Averbakh et al. proposed a hypothesis stating there are genes in lymphocytes that control activation of cells synthesizing mediators and that a depression of one part of the genome can mean a depression of its another part, which may lead to disruption of intercellular interaction in the presence of TB [30]. The researchers are trying to establish genetic risk factors affecting TB infection and development [8, 9]. In particular, they are actively studying the IFNG gene associated with production of IFNγ cytokine [3, 9] and T-1488C polymorphism that affects the synthesis of regulatory protein [7]. In the context of our study, the marker of high TB risk was its heterozygous genotype at the studied genetic locus (OR 4.667, 95 % CI 1.236–17.62, p = 0.008), regardless of the disease genesis (primary or secondary). Low effectiveness of BCG seen in the group with primary tuberculosis infection at its early stage is an indirect proof thereof. Some researchers also believe the low effectiveness of vaccination is a TB risk factor [18, 31]. We have also determined that the studied IFNG gene polymorphism (heterozygous genotype) influences the immune response to individual mycobacterial antigens when TB is developing: we have seen a significantly weaker response to early stage TB proteins — CFP32B, Rv2660c, ESAT6, 85a [15], and a slightly decreased level of IFNγ synthesis with PPD-L and ESAT6-CFP10 induction, which gives a yet another reason to look at these antigens in the context of TB. We have also established that homozygous genotype (T allele) means better protection against TB and found it affects development of antituberculous immunity in children.
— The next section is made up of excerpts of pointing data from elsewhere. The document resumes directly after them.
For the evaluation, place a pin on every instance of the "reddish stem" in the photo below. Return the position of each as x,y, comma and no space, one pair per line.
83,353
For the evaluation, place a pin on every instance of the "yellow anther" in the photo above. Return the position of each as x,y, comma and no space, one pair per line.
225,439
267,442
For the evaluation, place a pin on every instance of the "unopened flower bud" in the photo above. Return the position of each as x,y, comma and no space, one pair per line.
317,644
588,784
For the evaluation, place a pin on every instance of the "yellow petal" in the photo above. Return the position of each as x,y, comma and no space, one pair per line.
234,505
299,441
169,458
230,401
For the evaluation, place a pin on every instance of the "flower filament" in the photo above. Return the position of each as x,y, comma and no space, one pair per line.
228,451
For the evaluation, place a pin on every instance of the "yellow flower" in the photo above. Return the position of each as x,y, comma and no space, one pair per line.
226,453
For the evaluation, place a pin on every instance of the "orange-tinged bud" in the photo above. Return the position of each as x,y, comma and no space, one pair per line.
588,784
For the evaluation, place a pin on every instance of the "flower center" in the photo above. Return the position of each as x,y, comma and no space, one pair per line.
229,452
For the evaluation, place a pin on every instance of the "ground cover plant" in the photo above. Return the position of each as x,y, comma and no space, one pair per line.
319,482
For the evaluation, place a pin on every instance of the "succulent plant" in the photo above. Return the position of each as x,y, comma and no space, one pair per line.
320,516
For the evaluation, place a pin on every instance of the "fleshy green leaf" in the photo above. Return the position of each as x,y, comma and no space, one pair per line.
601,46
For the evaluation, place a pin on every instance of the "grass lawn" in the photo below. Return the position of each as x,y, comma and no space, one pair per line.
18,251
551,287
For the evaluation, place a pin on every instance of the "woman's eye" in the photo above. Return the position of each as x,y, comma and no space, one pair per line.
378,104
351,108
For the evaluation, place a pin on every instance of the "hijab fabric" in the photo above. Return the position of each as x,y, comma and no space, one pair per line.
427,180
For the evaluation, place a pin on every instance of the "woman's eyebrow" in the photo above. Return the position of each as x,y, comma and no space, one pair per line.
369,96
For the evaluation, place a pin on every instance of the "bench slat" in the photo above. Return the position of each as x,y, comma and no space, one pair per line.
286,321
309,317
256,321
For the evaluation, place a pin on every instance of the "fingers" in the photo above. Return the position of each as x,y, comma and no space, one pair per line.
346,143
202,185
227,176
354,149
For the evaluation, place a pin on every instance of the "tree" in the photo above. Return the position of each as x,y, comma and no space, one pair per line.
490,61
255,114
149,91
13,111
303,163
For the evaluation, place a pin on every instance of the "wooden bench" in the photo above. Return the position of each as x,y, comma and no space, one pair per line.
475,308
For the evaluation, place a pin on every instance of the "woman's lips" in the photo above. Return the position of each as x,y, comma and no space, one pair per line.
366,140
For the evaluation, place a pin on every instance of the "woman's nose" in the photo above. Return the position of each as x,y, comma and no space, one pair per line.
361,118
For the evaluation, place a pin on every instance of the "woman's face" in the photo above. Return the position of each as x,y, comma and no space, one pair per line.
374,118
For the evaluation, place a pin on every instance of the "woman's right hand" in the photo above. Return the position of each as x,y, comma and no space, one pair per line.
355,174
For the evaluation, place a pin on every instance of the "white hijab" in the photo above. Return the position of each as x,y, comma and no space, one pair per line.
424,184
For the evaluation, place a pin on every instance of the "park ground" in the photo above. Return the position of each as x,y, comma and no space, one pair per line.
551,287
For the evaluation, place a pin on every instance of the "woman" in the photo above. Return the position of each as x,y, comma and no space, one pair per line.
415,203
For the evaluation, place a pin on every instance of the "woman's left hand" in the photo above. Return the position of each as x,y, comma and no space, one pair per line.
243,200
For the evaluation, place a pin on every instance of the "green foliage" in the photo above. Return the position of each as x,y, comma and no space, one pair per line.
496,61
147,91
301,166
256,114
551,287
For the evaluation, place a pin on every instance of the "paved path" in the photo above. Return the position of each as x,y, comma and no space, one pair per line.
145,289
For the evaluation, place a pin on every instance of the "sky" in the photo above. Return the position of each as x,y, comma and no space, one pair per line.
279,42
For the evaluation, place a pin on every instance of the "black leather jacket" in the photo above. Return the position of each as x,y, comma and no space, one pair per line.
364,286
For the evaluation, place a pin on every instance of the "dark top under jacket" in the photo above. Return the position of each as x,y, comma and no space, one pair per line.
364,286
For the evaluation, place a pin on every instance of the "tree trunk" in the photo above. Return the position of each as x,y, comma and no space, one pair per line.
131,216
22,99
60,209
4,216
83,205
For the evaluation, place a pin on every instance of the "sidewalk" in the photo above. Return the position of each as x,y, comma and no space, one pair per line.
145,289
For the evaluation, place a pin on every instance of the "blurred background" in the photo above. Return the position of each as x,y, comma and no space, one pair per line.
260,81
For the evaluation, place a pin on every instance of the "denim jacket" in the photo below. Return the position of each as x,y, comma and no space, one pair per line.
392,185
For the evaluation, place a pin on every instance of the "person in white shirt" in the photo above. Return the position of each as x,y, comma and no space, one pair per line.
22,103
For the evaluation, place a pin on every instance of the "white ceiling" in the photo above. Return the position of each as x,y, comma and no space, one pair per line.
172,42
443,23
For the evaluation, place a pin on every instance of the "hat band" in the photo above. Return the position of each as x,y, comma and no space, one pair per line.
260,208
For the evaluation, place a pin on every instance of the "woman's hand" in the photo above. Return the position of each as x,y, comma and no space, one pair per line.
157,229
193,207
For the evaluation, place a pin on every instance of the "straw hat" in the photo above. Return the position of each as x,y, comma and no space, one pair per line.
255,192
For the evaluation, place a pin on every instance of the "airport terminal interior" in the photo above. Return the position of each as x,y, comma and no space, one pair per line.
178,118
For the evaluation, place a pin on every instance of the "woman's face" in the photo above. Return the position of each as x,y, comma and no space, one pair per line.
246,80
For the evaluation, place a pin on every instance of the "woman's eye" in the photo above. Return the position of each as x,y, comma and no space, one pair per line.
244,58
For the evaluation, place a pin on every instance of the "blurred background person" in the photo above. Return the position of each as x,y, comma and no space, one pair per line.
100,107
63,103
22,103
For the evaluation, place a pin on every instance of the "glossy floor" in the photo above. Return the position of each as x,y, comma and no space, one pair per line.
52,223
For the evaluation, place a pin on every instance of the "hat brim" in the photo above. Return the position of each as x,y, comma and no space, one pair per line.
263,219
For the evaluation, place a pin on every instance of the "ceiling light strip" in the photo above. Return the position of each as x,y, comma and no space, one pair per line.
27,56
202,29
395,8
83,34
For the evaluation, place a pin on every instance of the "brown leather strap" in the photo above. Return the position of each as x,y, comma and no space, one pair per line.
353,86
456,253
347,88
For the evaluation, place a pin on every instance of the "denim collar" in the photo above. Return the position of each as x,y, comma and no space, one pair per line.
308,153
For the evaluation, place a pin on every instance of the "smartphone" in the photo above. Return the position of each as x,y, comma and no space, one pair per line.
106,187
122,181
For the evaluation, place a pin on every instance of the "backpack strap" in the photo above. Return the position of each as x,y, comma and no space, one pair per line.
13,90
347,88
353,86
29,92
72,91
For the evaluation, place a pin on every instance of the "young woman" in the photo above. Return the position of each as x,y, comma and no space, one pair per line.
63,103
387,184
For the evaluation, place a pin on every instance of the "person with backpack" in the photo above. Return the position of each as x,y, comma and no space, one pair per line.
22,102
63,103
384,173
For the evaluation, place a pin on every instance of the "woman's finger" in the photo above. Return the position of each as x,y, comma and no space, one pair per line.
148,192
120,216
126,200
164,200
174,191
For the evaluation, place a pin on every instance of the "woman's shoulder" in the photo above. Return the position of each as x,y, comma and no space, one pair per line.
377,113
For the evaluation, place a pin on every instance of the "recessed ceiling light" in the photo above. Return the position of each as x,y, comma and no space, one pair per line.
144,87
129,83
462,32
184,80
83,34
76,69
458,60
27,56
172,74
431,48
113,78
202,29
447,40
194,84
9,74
The results of this study allow taking the IFNG gene polymorphism (T-1488C) as an additional genetic risk factor contributing to the development of tuberculosis infection in children and one of the reasons behind inadequate functional activity of cells regulating synthesis of IFNγ.

CONCLUSIONS

We studied the immune response to development of TB and seen activation of cellular immunity and insufficient functional activity of cells when TB turns from latent to active. The main adaptive immunity cytokine considered was IFNγ.

We have established that IFNG gene polymorphism T-1488C affects the severity of specific immunological reactions. Heterozygous genotype implies inadequate production of cytokine at the early stage of TB development. Homozygous genotype (T allele) means better protective immunity against the disease.

We have established that heterozygous genotype of the IFNG gene's polymorphic version (rs2069705) bears relation to TB switching from latent to active in children, which allows taking this genotype as an additional risk factor.